En primer lugar, era preciso encontrar la base sobre la que asentar el mismo: Un tablado provisional (que hacía necesario arrinconar algún mueble de los habituales), una mesa o un aparador (en los que resultaba imprescindible poner un cristal para salvar la madera pulimentada de los elementos extraños que de soportar), una librería en la que se aprovechaban los huecos que quedaban a distintas alturas'
Una vez habilitada la base, se modelaba la base del armazón que daría vida a montañas y valles, componiéndose éste de tablas y cajas, procurando que una de estas últimas quedase con el hueco hacia delante, para que hiciese las veces de cueva.
Cuando se acababa el entramado de madera, se recubría todo con papel grueso, previamente arrugado con las manos y que luego, sin alisar del todo, se iba adaptando sobre el armazón hasta conseguir efectos de roca viva, pintándolo después con una mezcla de cola y fuchina marrón y salpicando dicha pintura, aún fresca, con tierra, la cual quedaba adherida y conseguía que el paisaje diese sensación de realidad.
En alguna zona del valle, un espejo o un pequeño recipiente lleno de agua constituía el lago en el que un río de papel de plata desembocaba tras su descenso por la ladera de la montaña; iluminando la escena la estrella de larga cola que guiaba a los Reyes Magos hasta el pesebre.

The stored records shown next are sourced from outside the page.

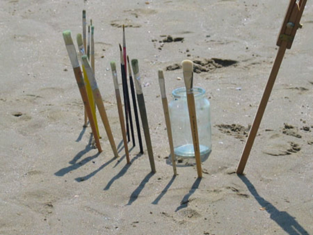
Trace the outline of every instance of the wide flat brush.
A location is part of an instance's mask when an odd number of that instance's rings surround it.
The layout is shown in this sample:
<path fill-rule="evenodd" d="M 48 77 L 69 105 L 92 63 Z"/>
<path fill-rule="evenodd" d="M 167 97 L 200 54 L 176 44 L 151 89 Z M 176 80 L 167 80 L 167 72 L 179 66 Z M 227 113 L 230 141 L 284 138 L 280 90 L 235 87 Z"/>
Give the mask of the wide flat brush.
<path fill-rule="evenodd" d="M 174 175 L 177 174 L 176 171 L 176 161 L 174 153 L 174 147 L 173 144 L 173 137 L 172 136 L 172 130 L 171 127 L 171 120 L 168 112 L 168 105 L 167 104 L 167 99 L 166 97 L 166 93 L 165 92 L 165 84 L 164 82 L 164 75 L 163 71 L 160 70 L 158 73 L 159 77 L 159 84 L 160 84 L 160 89 L 161 91 L 161 97 L 162 99 L 162 104 L 163 106 L 163 110 L 164 111 L 164 116 L 165 118 L 165 123 L 166 124 L 166 130 L 167 131 L 167 137 L 168 138 L 168 143 L 170 145 L 170 150 L 171 151 L 171 156 L 172 159 L 172 163 L 173 164 L 173 170 Z"/>
<path fill-rule="evenodd" d="M 77 82 L 80 92 L 81 96 L 83 102 L 85 107 L 86 108 L 87 115 L 90 122 L 90 126 L 91 128 L 92 133 L 95 137 L 95 140 L 96 145 L 99 152 L 101 152 L 101 146 L 99 140 L 99 136 L 97 131 L 95 124 L 92 116 L 91 109 L 89 105 L 89 101 L 88 100 L 87 92 L 86 90 L 85 84 L 84 82 L 84 78 L 81 73 L 81 70 L 80 67 L 79 63 L 77 58 L 76 53 L 76 49 L 73 43 L 73 39 L 72 38 L 72 34 L 69 30 L 66 30 L 63 32 L 63 37 L 64 39 L 66 50 L 67 51 L 71 63 L 73 68 L 74 74 Z"/>
<path fill-rule="evenodd" d="M 80 33 L 78 33 L 76 37 L 76 39 L 77 41 L 77 45 L 78 46 L 78 50 L 79 51 L 80 54 L 80 56 L 82 56 L 85 54 L 85 51 L 84 49 L 84 45 L 83 45 L 83 39 L 82 38 L 81 34 Z M 88 100 L 89 101 L 89 105 L 91 108 L 91 111 L 92 113 L 92 116 L 95 120 L 95 123 L 96 125 L 96 128 L 97 129 L 97 132 L 98 134 L 98 135 L 100 137 L 100 135 L 99 134 L 99 129 L 98 128 L 98 121 L 97 120 L 97 115 L 96 115 L 95 106 L 95 99 L 94 99 L 94 96 L 92 94 L 92 90 L 91 89 L 91 87 L 90 86 L 90 84 L 89 83 L 89 80 L 88 79 L 87 73 L 86 72 L 86 69 L 85 69 L 85 66 L 83 64 L 82 64 L 82 67 L 83 69 L 83 73 L 84 74 L 84 80 L 86 86 L 86 89 L 87 91 L 87 95 L 88 96 Z M 86 109 L 85 109 L 85 110 Z"/>
<path fill-rule="evenodd" d="M 138 66 L 138 60 L 134 59 L 131 60 L 131 67 L 134 72 L 134 76 L 135 79 L 135 87 L 136 88 L 136 93 L 137 94 L 137 101 L 138 106 L 139 106 L 139 111 L 140 113 L 140 117 L 142 123 L 143 132 L 145 134 L 145 139 L 146 144 L 147 146 L 147 150 L 149 157 L 150 166 L 151 171 L 153 172 L 156 172 L 155 165 L 154 163 L 154 159 L 153 158 L 153 152 L 152 150 L 152 145 L 151 144 L 151 140 L 150 137 L 149 131 L 149 125 L 148 123 L 148 119 L 147 118 L 147 113 L 146 110 L 145 105 L 145 99 L 142 94 L 142 89 L 140 84 L 140 76 L 139 72 L 139 67 Z"/>
<path fill-rule="evenodd" d="M 186 87 L 186 93 L 187 95 L 187 102 L 189 111 L 189 119 L 190 121 L 191 128 L 191 135 L 193 143 L 193 149 L 195 152 L 195 158 L 197 164 L 198 177 L 202 178 L 202 171 L 201 167 L 201 160 L 200 158 L 200 150 L 198 135 L 198 127 L 197 122 L 197 115 L 196 114 L 196 107 L 195 98 L 192 89 L 193 79 L 193 63 L 191 60 L 185 60 L 182 63 L 182 66 L 184 80 Z"/>
<path fill-rule="evenodd" d="M 128 56 L 127 56 L 127 64 L 128 67 L 128 73 L 129 74 L 130 86 L 131 87 L 131 97 L 133 100 L 133 106 L 134 107 L 134 113 L 135 115 L 135 120 L 136 121 L 137 135 L 138 135 L 138 142 L 139 142 L 140 153 L 143 153 L 142 141 L 141 140 L 141 133 L 140 131 L 140 126 L 139 124 L 138 112 L 137 111 L 137 104 L 136 103 L 136 95 L 135 95 L 135 90 L 134 87 L 134 82 L 133 81 L 133 76 L 131 75 L 131 65 L 129 63 L 129 58 L 128 58 Z"/>
<path fill-rule="evenodd" d="M 105 108 L 104 105 L 103 105 L 103 102 L 102 101 L 102 97 L 101 96 L 101 94 L 100 94 L 100 91 L 99 90 L 97 82 L 95 78 L 95 74 L 92 71 L 91 66 L 89 64 L 89 61 L 88 60 L 87 56 L 86 55 L 83 55 L 81 59 L 83 61 L 83 63 L 84 63 L 84 64 L 85 65 L 85 68 L 86 69 L 86 71 L 87 73 L 88 79 L 89 80 L 89 82 L 90 83 L 90 84 L 91 86 L 91 89 L 92 89 L 92 93 L 95 101 L 96 105 L 98 108 L 98 110 L 99 110 L 99 113 L 100 114 L 100 117 L 101 117 L 103 125 L 104 125 L 104 128 L 105 129 L 108 138 L 111 145 L 111 147 L 112 148 L 113 153 L 115 157 L 118 157 L 117 150 L 116 149 L 114 138 L 111 130 L 111 128 L 110 127 L 109 120 L 108 119 L 106 112 L 105 112 Z"/>
<path fill-rule="evenodd" d="M 125 128 L 125 123 L 124 122 L 124 115 L 123 113 L 123 108 L 122 106 L 122 101 L 121 99 L 120 93 L 120 89 L 118 87 L 118 83 L 117 82 L 117 74 L 116 73 L 116 64 L 114 61 L 110 63 L 111 70 L 112 71 L 112 76 L 113 77 L 113 82 L 114 84 L 115 89 L 115 96 L 117 103 L 117 110 L 118 115 L 120 118 L 120 123 L 121 124 L 121 128 L 122 130 L 122 135 L 123 135 L 123 140 L 124 142 L 124 148 L 125 149 L 125 154 L 126 156 L 126 160 L 127 164 L 130 163 L 129 158 L 129 153 L 128 152 L 128 147 L 127 145 L 127 137 L 126 136 L 126 130 Z"/>

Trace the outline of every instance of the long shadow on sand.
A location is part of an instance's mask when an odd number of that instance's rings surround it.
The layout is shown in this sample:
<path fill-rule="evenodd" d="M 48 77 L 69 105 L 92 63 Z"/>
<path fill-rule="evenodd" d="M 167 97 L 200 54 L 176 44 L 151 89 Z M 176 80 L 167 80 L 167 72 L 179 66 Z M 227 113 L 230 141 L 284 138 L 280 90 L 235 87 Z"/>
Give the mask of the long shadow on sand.
<path fill-rule="evenodd" d="M 270 202 L 261 197 L 250 181 L 244 176 L 238 175 L 243 182 L 260 205 L 266 208 L 266 211 L 270 215 L 270 217 L 277 223 L 284 230 L 290 235 L 305 235 L 309 234 L 294 217 L 285 211 L 280 211 L 273 206 Z"/>
<path fill-rule="evenodd" d="M 71 166 L 67 167 L 62 168 L 54 173 L 54 175 L 57 176 L 63 176 L 64 175 L 68 173 L 71 171 L 76 170 L 82 166 L 86 164 L 88 162 L 90 161 L 93 159 L 95 158 L 100 154 L 100 153 L 98 152 L 95 155 L 90 156 L 84 158 L 81 161 L 77 162 L 77 161 L 85 154 L 88 153 L 92 149 L 94 149 L 91 146 L 91 141 L 92 140 L 92 134 L 90 135 L 89 141 L 85 148 L 85 149 L 80 151 L 77 154 L 75 155 L 73 159 L 69 163 L 72 164 Z"/>
<path fill-rule="evenodd" d="M 173 177 L 172 177 L 172 178 L 171 179 L 171 180 L 170 181 L 168 182 L 165 187 L 164 188 L 164 189 L 161 192 L 161 193 L 160 194 L 160 195 L 157 196 L 157 197 L 151 203 L 152 204 L 154 204 L 154 205 L 156 205 L 159 203 L 159 201 L 161 199 L 161 198 L 164 195 L 166 192 L 167 192 L 167 190 L 168 190 L 168 189 L 170 188 L 170 187 L 172 185 L 172 184 L 173 183 L 173 182 L 174 181 L 174 180 L 176 178 L 176 176 L 173 176 Z"/>
<path fill-rule="evenodd" d="M 133 149 L 134 148 L 135 148 L 135 147 L 133 146 L 133 147 L 131 147 L 131 148 L 130 148 L 129 149 L 128 152 L 130 153 L 131 152 L 131 151 L 132 150 L 133 150 Z M 115 163 L 115 165 L 114 165 L 114 166 L 113 167 L 113 168 L 115 168 L 115 167 L 116 167 L 116 166 L 119 164 L 120 163 L 122 162 L 122 161 L 123 161 L 123 160 L 124 159 L 124 158 L 125 158 L 126 157 L 126 155 L 125 154 L 124 154 L 124 155 L 121 157 L 121 158 L 120 158 L 118 160 L 118 161 L 116 162 L 116 163 Z"/>
<path fill-rule="evenodd" d="M 109 160 L 107 162 L 105 162 L 103 165 L 102 165 L 100 167 L 96 170 L 95 171 L 94 171 L 91 173 L 88 174 L 86 176 L 83 176 L 81 177 L 78 177 L 77 178 L 75 179 L 75 180 L 76 180 L 77 182 L 81 182 L 82 181 L 84 181 L 85 180 L 87 180 L 89 179 L 90 178 L 92 177 L 93 176 L 94 176 L 96 174 L 97 174 L 98 172 L 100 171 L 101 170 L 103 169 L 106 166 L 108 166 L 110 163 L 113 161 L 114 160 L 116 159 L 116 158 L 115 157 L 111 158 L 110 160 Z"/>
<path fill-rule="evenodd" d="M 129 198 L 129 201 L 128 201 L 128 203 L 126 204 L 127 205 L 129 206 L 131 205 L 131 203 L 137 200 L 137 199 L 138 198 L 138 196 L 140 194 L 141 191 L 143 189 L 143 188 L 145 187 L 145 186 L 146 185 L 146 184 L 148 182 L 150 178 L 154 174 L 154 172 L 150 172 L 142 180 L 142 181 L 140 182 L 139 186 L 131 193 Z"/>
<path fill-rule="evenodd" d="M 77 139 L 75 140 L 76 142 L 79 142 L 81 140 L 81 138 L 83 137 L 83 136 L 84 135 L 84 133 L 85 133 L 85 131 L 86 131 L 86 127 L 85 126 L 83 127 L 83 129 L 81 130 L 80 133 L 78 137 L 77 137 Z"/>
<path fill-rule="evenodd" d="M 93 156 L 87 157 L 84 158 L 77 163 L 73 164 L 67 167 L 62 168 L 54 173 L 54 175 L 57 176 L 63 176 L 64 175 L 68 173 L 70 171 L 76 170 L 77 168 L 79 168 L 82 166 L 83 166 L 88 162 L 90 161 L 93 159 L 99 156 L 100 153 L 98 152 Z"/>
<path fill-rule="evenodd" d="M 119 178 L 124 175 L 125 174 L 125 173 L 126 173 L 126 172 L 128 169 L 128 168 L 129 168 L 130 166 L 131 166 L 131 163 L 133 162 L 134 161 L 136 160 L 136 159 L 137 159 L 142 155 L 142 154 L 139 153 L 133 158 L 131 160 L 130 164 L 126 164 L 126 165 L 124 166 L 124 167 L 122 168 L 122 169 L 116 176 L 111 179 L 111 180 L 109 181 L 109 182 L 107 184 L 106 186 L 105 187 L 103 190 L 108 190 L 109 189 L 110 189 L 111 186 L 112 185 L 112 184 L 113 183 L 114 183 L 114 181 L 118 179 Z"/>
<path fill-rule="evenodd" d="M 182 200 L 182 201 L 180 202 L 180 206 L 176 208 L 176 209 L 175 210 L 175 212 L 177 212 L 180 210 L 181 210 L 185 207 L 187 207 L 188 206 L 188 202 L 189 202 L 189 198 L 195 192 L 196 190 L 198 188 L 198 187 L 199 187 L 199 185 L 200 184 L 200 182 L 201 181 L 201 178 L 198 178 L 196 180 L 195 182 L 193 183 L 193 184 L 191 186 L 191 188 L 189 191 L 189 192 L 184 196 Z"/>

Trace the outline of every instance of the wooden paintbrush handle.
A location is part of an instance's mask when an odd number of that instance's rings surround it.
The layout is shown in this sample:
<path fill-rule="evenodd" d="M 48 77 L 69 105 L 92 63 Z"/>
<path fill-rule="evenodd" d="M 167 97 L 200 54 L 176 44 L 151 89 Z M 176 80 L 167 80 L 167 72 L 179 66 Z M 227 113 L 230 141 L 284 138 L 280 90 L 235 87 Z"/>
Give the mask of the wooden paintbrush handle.
<path fill-rule="evenodd" d="M 127 137 L 126 136 L 126 130 L 125 128 L 125 123 L 124 122 L 124 117 L 123 113 L 123 107 L 122 106 L 122 101 L 121 99 L 121 94 L 120 94 L 120 89 L 115 89 L 115 95 L 116 96 L 116 102 L 117 103 L 117 110 L 118 111 L 118 115 L 120 118 L 120 122 L 121 127 L 122 129 L 122 134 L 123 135 L 123 140 L 124 142 L 124 148 L 125 149 L 125 154 L 126 156 L 127 163 L 130 163 L 129 158 L 129 153 L 128 152 L 128 147 L 127 145 Z"/>
<path fill-rule="evenodd" d="M 197 172 L 199 178 L 202 177 L 202 171 L 201 167 L 201 160 L 200 159 L 200 150 L 198 135 L 198 126 L 197 123 L 197 115 L 194 97 L 193 93 L 187 92 L 187 102 L 189 111 L 189 119 L 190 121 L 191 127 L 191 135 L 193 142 L 193 149 L 195 152 L 195 158 L 197 164 Z"/>
<path fill-rule="evenodd" d="M 111 146 L 112 148 L 112 150 L 113 151 L 113 153 L 115 157 L 118 157 L 117 150 L 115 145 L 115 142 L 114 142 L 114 138 L 113 137 L 113 135 L 112 134 L 112 132 L 111 130 L 110 125 L 109 123 L 109 120 L 106 115 L 106 112 L 105 112 L 105 109 L 104 108 L 104 105 L 103 105 L 103 102 L 102 101 L 102 98 L 101 97 L 101 95 L 100 94 L 100 92 L 99 91 L 99 89 L 97 87 L 93 89 L 92 92 L 93 93 L 96 104 L 97 105 L 97 107 L 99 110 L 99 113 L 101 117 L 102 121 L 103 123 L 103 125 L 105 129 L 106 134 L 108 136 L 108 138 L 109 139 L 109 141 L 110 142 Z"/>
<path fill-rule="evenodd" d="M 162 98 L 162 104 L 163 105 L 164 116 L 165 118 L 166 130 L 167 131 L 168 142 L 170 145 L 170 150 L 171 151 L 171 157 L 172 159 L 172 164 L 173 164 L 173 170 L 174 171 L 174 175 L 176 176 L 177 174 L 176 167 L 176 161 L 175 159 L 175 155 L 174 153 L 174 147 L 173 144 L 173 137 L 172 135 L 172 130 L 171 127 L 170 115 L 168 112 L 167 99 L 166 97 Z"/>
<path fill-rule="evenodd" d="M 101 149 L 100 140 L 99 140 L 99 136 L 98 134 L 95 120 L 92 116 L 91 108 L 89 105 L 87 91 L 86 90 L 86 87 L 85 87 L 85 84 L 84 82 L 84 79 L 83 78 L 83 75 L 81 73 L 81 70 L 80 70 L 80 67 L 73 68 L 73 70 L 74 71 L 74 74 L 76 79 L 76 81 L 78 86 L 80 95 L 81 96 L 82 99 L 83 100 L 84 106 L 85 107 L 87 115 L 89 120 L 91 130 L 92 131 L 92 133 L 95 137 L 96 145 L 99 152 L 102 152 L 102 149 Z"/>

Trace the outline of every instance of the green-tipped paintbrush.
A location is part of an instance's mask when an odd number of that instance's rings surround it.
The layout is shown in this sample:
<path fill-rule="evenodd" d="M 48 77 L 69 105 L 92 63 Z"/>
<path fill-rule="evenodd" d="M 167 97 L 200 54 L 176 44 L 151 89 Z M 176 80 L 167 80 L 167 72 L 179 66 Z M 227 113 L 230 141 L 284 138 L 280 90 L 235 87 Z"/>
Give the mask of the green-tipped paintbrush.
<path fill-rule="evenodd" d="M 84 50 L 84 45 L 83 44 L 83 39 L 82 38 L 81 34 L 80 33 L 77 34 L 76 37 L 76 39 L 77 41 L 77 45 L 78 46 L 78 50 L 79 51 L 80 54 L 80 56 L 81 57 L 85 54 L 85 51 Z M 97 128 L 97 132 L 98 134 L 98 135 L 99 136 L 99 137 L 101 138 L 101 137 L 99 134 L 99 129 L 98 128 L 98 121 L 97 120 L 97 115 L 96 115 L 95 99 L 94 99 L 94 96 L 92 94 L 92 90 L 91 89 L 91 87 L 90 86 L 90 84 L 89 83 L 89 81 L 88 80 L 87 73 L 86 72 L 86 70 L 85 69 L 85 66 L 83 64 L 82 64 L 82 65 L 83 69 L 83 73 L 84 74 L 84 80 L 86 86 L 86 89 L 87 91 L 88 99 L 90 102 L 89 105 L 91 108 L 92 116 L 95 120 L 96 128 Z M 85 110 L 86 110 L 85 109 Z"/>
<path fill-rule="evenodd" d="M 73 43 L 73 39 L 72 38 L 72 34 L 69 30 L 66 30 L 63 32 L 63 37 L 65 42 L 66 50 L 71 61 L 71 63 L 73 67 L 74 74 L 75 75 L 76 81 L 79 89 L 80 95 L 87 113 L 87 115 L 90 122 L 90 126 L 91 128 L 92 133 L 95 137 L 96 145 L 99 152 L 102 151 L 101 146 L 99 140 L 99 136 L 97 131 L 95 120 L 92 116 L 91 109 L 89 105 L 89 101 L 87 95 L 87 92 L 86 90 L 85 84 L 84 82 L 84 78 L 80 70 L 79 63 L 76 54 L 76 49 Z"/>

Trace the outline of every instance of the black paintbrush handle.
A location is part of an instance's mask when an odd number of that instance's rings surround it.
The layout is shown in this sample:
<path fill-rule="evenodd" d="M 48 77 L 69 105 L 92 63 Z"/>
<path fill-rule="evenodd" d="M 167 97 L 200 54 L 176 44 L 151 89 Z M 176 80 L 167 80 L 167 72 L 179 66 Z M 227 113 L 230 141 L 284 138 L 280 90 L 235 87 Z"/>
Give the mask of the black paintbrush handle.
<path fill-rule="evenodd" d="M 138 135 L 138 141 L 139 146 L 140 149 L 140 153 L 143 153 L 143 148 L 142 147 L 142 142 L 141 140 L 141 134 L 140 132 L 140 126 L 139 124 L 139 119 L 138 118 L 138 112 L 137 111 L 137 105 L 136 104 L 136 96 L 135 95 L 135 89 L 134 88 L 134 82 L 133 78 L 129 76 L 129 83 L 131 87 L 131 97 L 133 100 L 133 106 L 134 107 L 134 112 L 135 115 L 135 120 L 136 121 L 136 126 L 137 127 L 137 134 Z"/>
<path fill-rule="evenodd" d="M 124 66 L 124 69 L 122 70 L 122 76 L 125 78 L 125 95 L 126 96 L 126 101 L 127 102 L 127 108 L 128 109 L 128 115 L 129 117 L 129 124 L 131 126 L 131 138 L 133 140 L 133 146 L 136 145 L 135 144 L 135 136 L 134 134 L 134 127 L 133 126 L 133 120 L 131 117 L 131 102 L 129 100 L 129 93 L 128 93 L 128 85 L 127 84 L 127 76 L 126 75 L 125 70 L 126 66 L 125 65 L 122 65 Z M 124 73 L 123 72 L 124 71 Z"/>
<path fill-rule="evenodd" d="M 121 72 L 122 74 L 122 84 L 123 87 L 123 97 L 124 100 L 124 108 L 125 109 L 125 118 L 126 120 L 126 134 L 127 134 L 127 141 L 130 141 L 130 137 L 129 135 L 129 125 L 128 125 L 128 102 L 127 102 L 127 96 L 126 94 L 126 89 L 125 88 L 125 84 L 126 81 L 125 81 L 125 76 L 123 76 L 125 74 L 125 65 L 121 64 Z"/>
<path fill-rule="evenodd" d="M 154 159 L 153 158 L 153 152 L 152 150 L 151 140 L 150 138 L 149 125 L 148 124 L 148 119 L 147 118 L 147 113 L 146 110 L 143 94 L 142 93 L 137 94 L 137 97 L 138 106 L 139 106 L 139 110 L 140 112 L 140 117 L 141 118 L 141 121 L 143 128 L 143 133 L 145 134 L 145 139 L 146 139 L 146 144 L 147 146 L 148 155 L 149 157 L 149 161 L 150 161 L 150 166 L 152 172 L 155 172 L 156 171 L 154 164 Z"/>

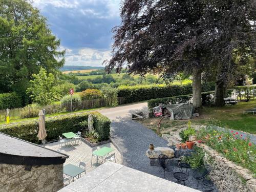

Finalmente el suelo cubierto de musgo artificial, ramas de pino, piedrecillas y nieve simulada con harina o talco, sustentaba las figuras, consiguiendo un excelente resultado pese a lo ingenuo del montaje o, tal vez, precisamente por ello.
Transcurridos los primeros días, en los que el belén propio acaparaba la atención, era el momento de salir a la calle y re correr los que se montaban tradicionalmente en la ciudad.
Los más populares de la ciudad
Destacaban entre ellos los que las monjas del Hospital y de la Casa de la Misericordia instalaban en las Iglesias de San Juan de Dios y San Esteban, respectivamente y el del Ayuntamiento de Murcia, ubicado en La Glorieta o la Plaza de la Cruz, entre otros lugares; y de menor envergadura, hablando en sentido monumental que no artístico, los de algunos conventos, parroquias y colegios. También, a partir de 1980 merece ser destacado el 'Belén de la Pava' llamado así porque es la Peña Huertana 'La Pava' la responsable del mismo y que se ubicó con gran acierto en la Iglesia de San Juan de Dios, en la que se había suspendido el culto.